Сценическая история пьесы возобновилась лишь спустя почти полвека. В конце 1961 г. ‘Мысль’ была показана в парижском ‘Театре де Лютеc’ (режиссер-постановщик и исполнитель главной роли — Лоран Терциев). А в начале 1988 г. спектакль по мотивам андреевской ‘Мысли’ поставил на своей Малой сцене Московский драматический театр на Малой Бронной. Автор сценической версии и режиссер В. Драгунов оставил в списке действующих лиц только Керженцева и сиделку Машу, построив спектакль как исповедь пациента психиатрической больницы, как его рассказ о своей духовной деградации, об осознанном пути к убийству.
Пьеса печатается по кн.: Андреев Л. Мысль. Современная трагедия в 3 действиях и 6 картинах. СПб, 1914.

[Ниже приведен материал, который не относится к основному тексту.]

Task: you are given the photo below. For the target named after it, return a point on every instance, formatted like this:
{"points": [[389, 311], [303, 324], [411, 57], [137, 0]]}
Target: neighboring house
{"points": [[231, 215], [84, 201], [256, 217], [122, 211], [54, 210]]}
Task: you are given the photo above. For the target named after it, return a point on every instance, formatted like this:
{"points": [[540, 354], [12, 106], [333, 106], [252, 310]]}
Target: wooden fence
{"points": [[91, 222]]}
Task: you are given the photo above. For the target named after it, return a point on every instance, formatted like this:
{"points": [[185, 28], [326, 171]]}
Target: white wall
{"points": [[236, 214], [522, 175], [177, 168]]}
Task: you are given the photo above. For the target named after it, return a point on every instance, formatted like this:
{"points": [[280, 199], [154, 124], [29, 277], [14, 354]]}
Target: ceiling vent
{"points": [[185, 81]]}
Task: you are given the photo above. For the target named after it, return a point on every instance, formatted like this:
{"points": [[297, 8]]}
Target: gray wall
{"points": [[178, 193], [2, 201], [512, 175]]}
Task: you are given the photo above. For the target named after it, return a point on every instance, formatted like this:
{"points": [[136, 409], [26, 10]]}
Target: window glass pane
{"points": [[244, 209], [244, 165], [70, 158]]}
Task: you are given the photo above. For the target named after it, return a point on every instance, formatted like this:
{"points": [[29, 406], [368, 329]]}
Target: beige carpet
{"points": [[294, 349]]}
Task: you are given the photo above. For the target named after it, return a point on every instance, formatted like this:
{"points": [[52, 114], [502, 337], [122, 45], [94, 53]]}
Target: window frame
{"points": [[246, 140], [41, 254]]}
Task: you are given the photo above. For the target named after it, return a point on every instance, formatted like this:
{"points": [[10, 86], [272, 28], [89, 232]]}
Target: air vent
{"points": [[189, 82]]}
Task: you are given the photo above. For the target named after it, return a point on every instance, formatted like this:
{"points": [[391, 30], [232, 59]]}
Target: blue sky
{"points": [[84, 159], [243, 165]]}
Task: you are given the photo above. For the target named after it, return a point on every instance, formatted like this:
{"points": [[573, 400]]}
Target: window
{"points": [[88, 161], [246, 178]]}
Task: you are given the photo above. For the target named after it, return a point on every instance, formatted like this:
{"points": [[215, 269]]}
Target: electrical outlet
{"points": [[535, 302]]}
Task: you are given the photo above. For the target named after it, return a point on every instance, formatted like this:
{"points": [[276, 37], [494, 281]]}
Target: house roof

С. 474. Чигорин Михаил Иванович (1850—1908) — основоположник русской шахматной школы, организатор и победитель первых трех всероссийских чемпионатов (в 1899-м, 1900—1901-м, 1903 годах), участник ряда международных шахматных турниров.
С. 502. Ласкер Эммануил (1868—1941) — выдающийся немецкий шахматист, в 1894 г. выиграл матч на первенство мира у американского шахматиста В. Стейница и в течение 27 лет сохранял за собой звание чемпиона мира, уступив его лишь в 1921 г. кубинскому шахматисту X. Р. Капабланке.